MARTA SALOMON; SILVANA DE FREITAS
DA SUCURSAL DE BRASÍLIA

Às vésperas de fechar o circuito completo nos três Poderes da República e assumir uma vaga no STF (Supremo Tribunal Federal), Nelson Jobim, 51, afirma que é baixa a "taxa de confiabilidade" da Justiça brasileira.
Sem afagos aos colegas da mais alta Corte do país, Jobim afirma que o Poder Judiciário tem de cumprir três requisitos: garantir amplo acesso do cidadão, ser previsível e rápido nas decisões.

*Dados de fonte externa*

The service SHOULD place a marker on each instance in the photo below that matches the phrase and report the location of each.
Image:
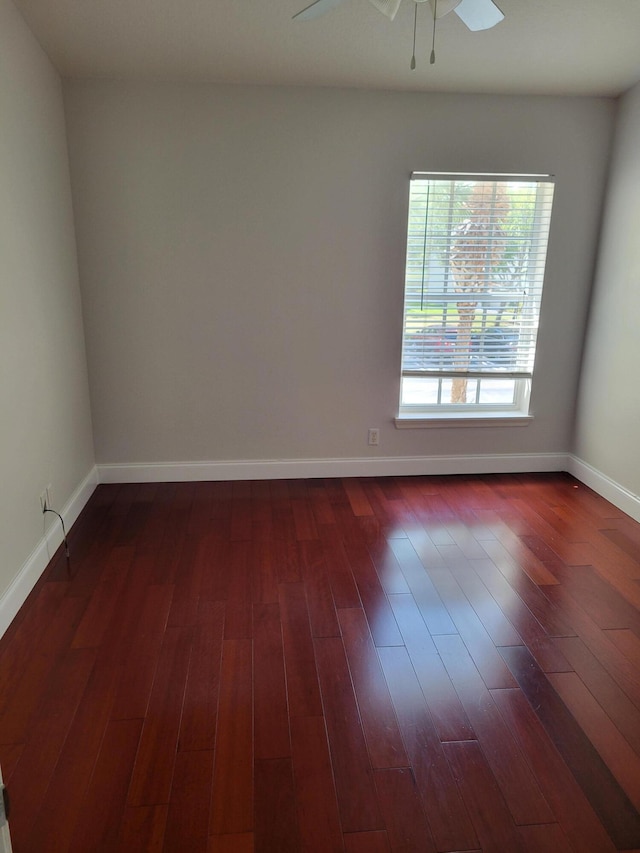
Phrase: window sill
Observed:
(463, 419)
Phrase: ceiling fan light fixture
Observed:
(387, 7)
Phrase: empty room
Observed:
(319, 440)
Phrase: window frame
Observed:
(538, 235)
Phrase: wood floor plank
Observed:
(357, 800)
(485, 804)
(271, 713)
(367, 842)
(434, 612)
(107, 792)
(449, 717)
(407, 825)
(48, 729)
(232, 794)
(570, 806)
(190, 802)
(519, 787)
(153, 771)
(601, 731)
(317, 805)
(379, 723)
(605, 795)
(322, 610)
(441, 800)
(303, 690)
(143, 828)
(616, 703)
(374, 600)
(276, 819)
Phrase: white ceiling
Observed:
(581, 47)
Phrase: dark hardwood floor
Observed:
(403, 664)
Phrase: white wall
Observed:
(45, 424)
(608, 414)
(241, 254)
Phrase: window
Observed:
(476, 249)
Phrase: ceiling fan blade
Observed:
(317, 8)
(443, 7)
(387, 7)
(479, 14)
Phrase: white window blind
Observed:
(476, 251)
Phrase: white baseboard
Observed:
(609, 489)
(25, 580)
(278, 469)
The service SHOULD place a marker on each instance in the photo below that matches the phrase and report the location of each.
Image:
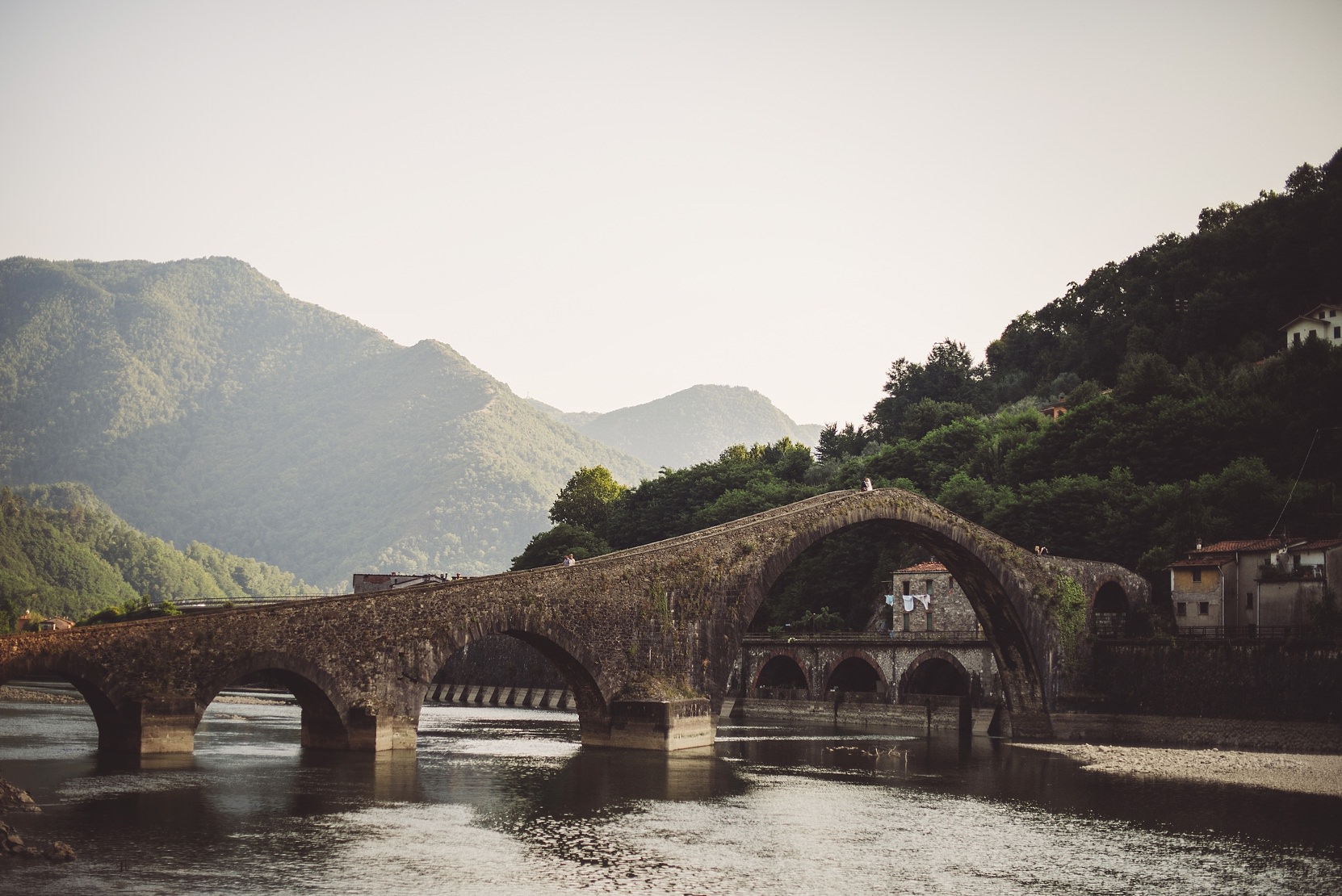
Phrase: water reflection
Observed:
(505, 801)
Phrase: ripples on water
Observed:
(505, 801)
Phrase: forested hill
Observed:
(691, 425)
(1187, 420)
(65, 553)
(204, 404)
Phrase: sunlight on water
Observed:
(506, 802)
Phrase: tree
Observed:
(549, 547)
(587, 499)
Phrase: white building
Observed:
(1322, 322)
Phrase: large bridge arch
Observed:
(89, 679)
(1013, 594)
(324, 707)
(572, 656)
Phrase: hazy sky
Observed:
(602, 203)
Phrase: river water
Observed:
(505, 801)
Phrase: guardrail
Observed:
(1247, 632)
(861, 638)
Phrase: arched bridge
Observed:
(646, 638)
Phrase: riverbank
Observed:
(1287, 772)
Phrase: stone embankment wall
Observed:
(1297, 681)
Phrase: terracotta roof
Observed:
(1313, 314)
(1248, 545)
(930, 567)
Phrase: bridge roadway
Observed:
(646, 638)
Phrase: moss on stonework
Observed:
(644, 685)
(1067, 604)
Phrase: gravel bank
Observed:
(1289, 772)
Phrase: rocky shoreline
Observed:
(12, 845)
(1286, 772)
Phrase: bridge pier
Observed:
(369, 730)
(655, 725)
(146, 727)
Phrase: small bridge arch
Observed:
(936, 672)
(853, 672)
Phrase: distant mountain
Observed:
(204, 404)
(691, 425)
(65, 553)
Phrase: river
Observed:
(506, 802)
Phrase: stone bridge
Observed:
(646, 638)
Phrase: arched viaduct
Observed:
(646, 638)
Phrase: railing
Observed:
(200, 604)
(1251, 632)
(861, 638)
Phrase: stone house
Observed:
(925, 598)
(1321, 322)
(1256, 582)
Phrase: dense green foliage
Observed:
(1187, 419)
(207, 405)
(65, 553)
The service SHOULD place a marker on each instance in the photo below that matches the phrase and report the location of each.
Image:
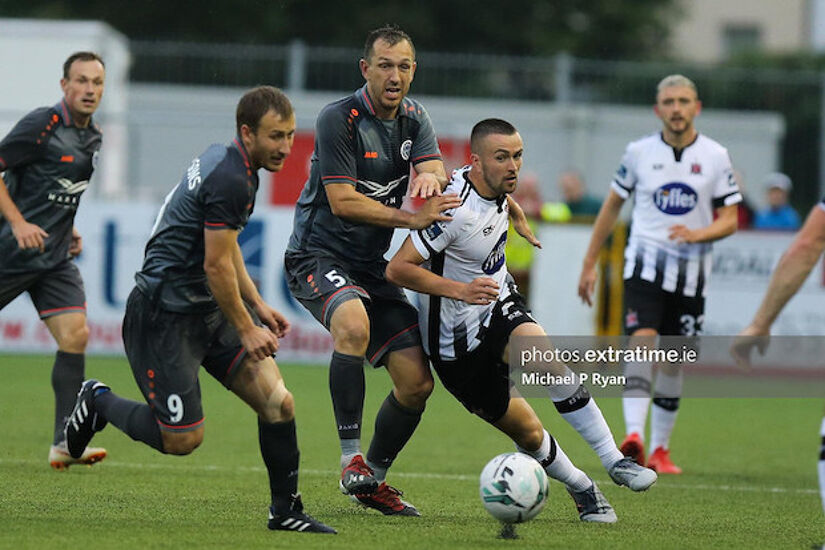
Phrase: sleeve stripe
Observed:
(426, 157)
(339, 177)
(418, 241)
(424, 241)
(727, 200)
(628, 189)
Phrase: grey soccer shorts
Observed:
(322, 283)
(166, 349)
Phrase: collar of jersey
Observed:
(363, 99)
(242, 150)
(65, 116)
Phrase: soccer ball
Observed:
(513, 487)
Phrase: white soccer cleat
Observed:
(60, 459)
(627, 472)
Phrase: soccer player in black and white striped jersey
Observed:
(470, 312)
(682, 180)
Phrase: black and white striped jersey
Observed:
(673, 188)
(469, 246)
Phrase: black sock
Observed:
(279, 449)
(347, 387)
(394, 425)
(132, 418)
(67, 376)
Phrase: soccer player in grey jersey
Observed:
(365, 145)
(791, 271)
(472, 312)
(681, 180)
(194, 304)
(46, 162)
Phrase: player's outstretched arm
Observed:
(219, 266)
(791, 271)
(520, 224)
(405, 270)
(28, 235)
(430, 181)
(608, 214)
(793, 268)
(76, 244)
(347, 203)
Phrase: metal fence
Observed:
(798, 95)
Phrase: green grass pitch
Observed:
(749, 481)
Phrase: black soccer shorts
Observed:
(480, 380)
(53, 292)
(322, 283)
(647, 305)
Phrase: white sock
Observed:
(636, 397)
(667, 390)
(821, 465)
(560, 468)
(591, 425)
(560, 392)
(349, 449)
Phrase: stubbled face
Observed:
(677, 106)
(269, 146)
(83, 89)
(389, 73)
(499, 163)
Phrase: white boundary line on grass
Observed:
(422, 475)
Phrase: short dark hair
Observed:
(80, 56)
(390, 34)
(487, 127)
(257, 102)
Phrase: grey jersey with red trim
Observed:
(355, 147)
(47, 162)
(216, 192)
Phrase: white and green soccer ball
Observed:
(513, 487)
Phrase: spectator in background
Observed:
(779, 214)
(575, 195)
(746, 213)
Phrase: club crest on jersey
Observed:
(675, 198)
(434, 231)
(495, 260)
(406, 147)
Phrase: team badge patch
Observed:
(406, 147)
(433, 231)
(495, 259)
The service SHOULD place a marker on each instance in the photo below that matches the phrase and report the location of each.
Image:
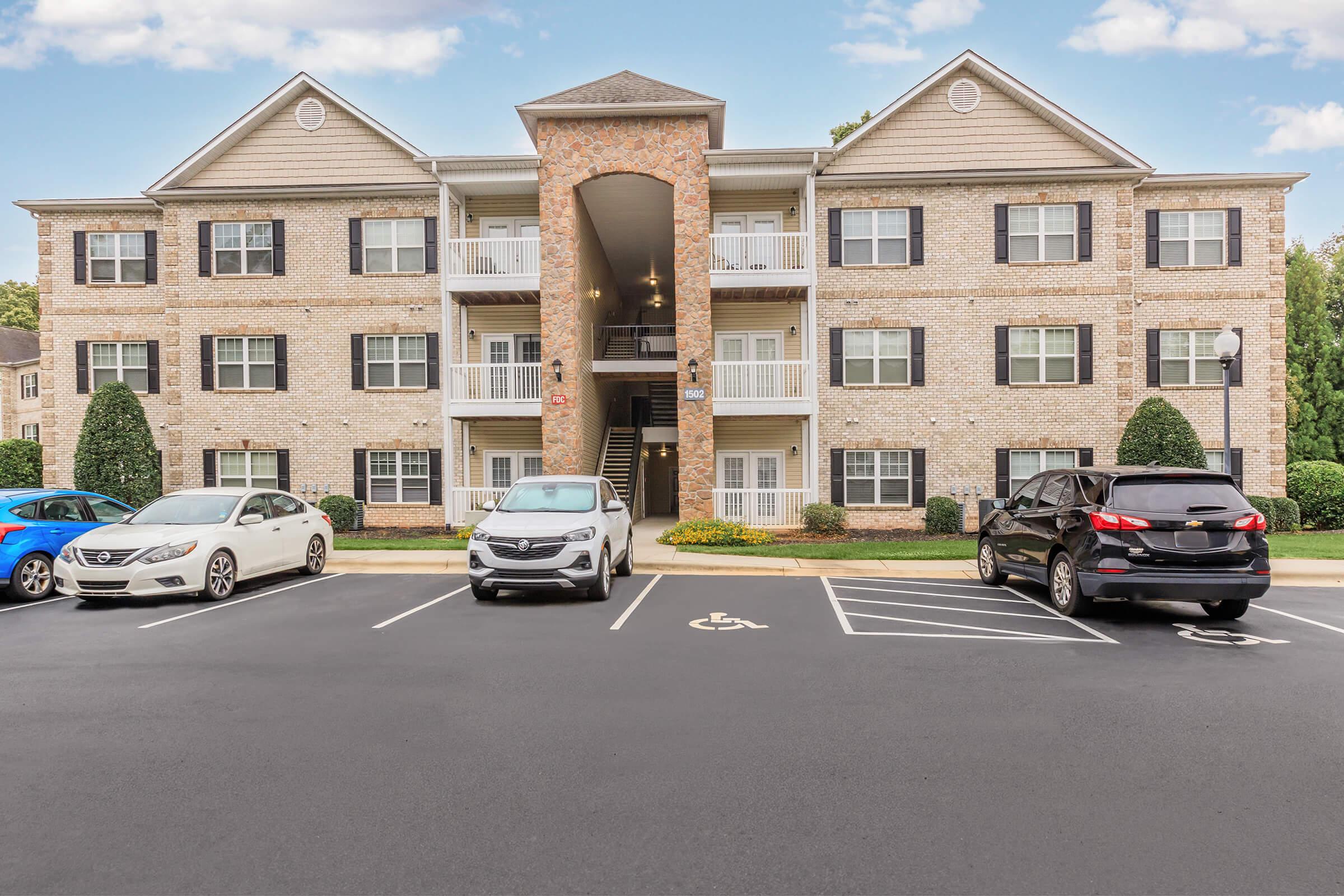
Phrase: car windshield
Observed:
(550, 497)
(186, 510)
(1177, 494)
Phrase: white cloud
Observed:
(1303, 128)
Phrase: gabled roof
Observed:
(1019, 92)
(291, 90)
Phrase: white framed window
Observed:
(1188, 359)
(875, 237)
(877, 358)
(877, 477)
(125, 362)
(1023, 465)
(248, 469)
(1191, 238)
(1042, 355)
(118, 258)
(244, 248)
(394, 245)
(398, 477)
(395, 362)
(245, 362)
(1042, 233)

Ele toma posse amanhã, depois de dois anos e quatro meses como ministro da Justiça do presidente Fernando Henrique Cardoso. Jobim não tem dúvidas sobre o maior desafio imediato de seu sucessor no ministério, ainda indefinido: depurar a segurança pública da herança do regime militar.
*
Folha - O sr. vai assumir a vaga no Supremo num momento de confronto entre o Executivo e o Judiciário. Quem está com a razão?
Nelson Jobim - Em primeiro lugar, não há um confronto real, mas um confronto linguístico. As instituições estão funcionando, e o Executivo tem tido sucesso na sua administração. Basta ver o prestígio pessoal do presidente da República. Então, não vejo nada mais do que arroubos verbais.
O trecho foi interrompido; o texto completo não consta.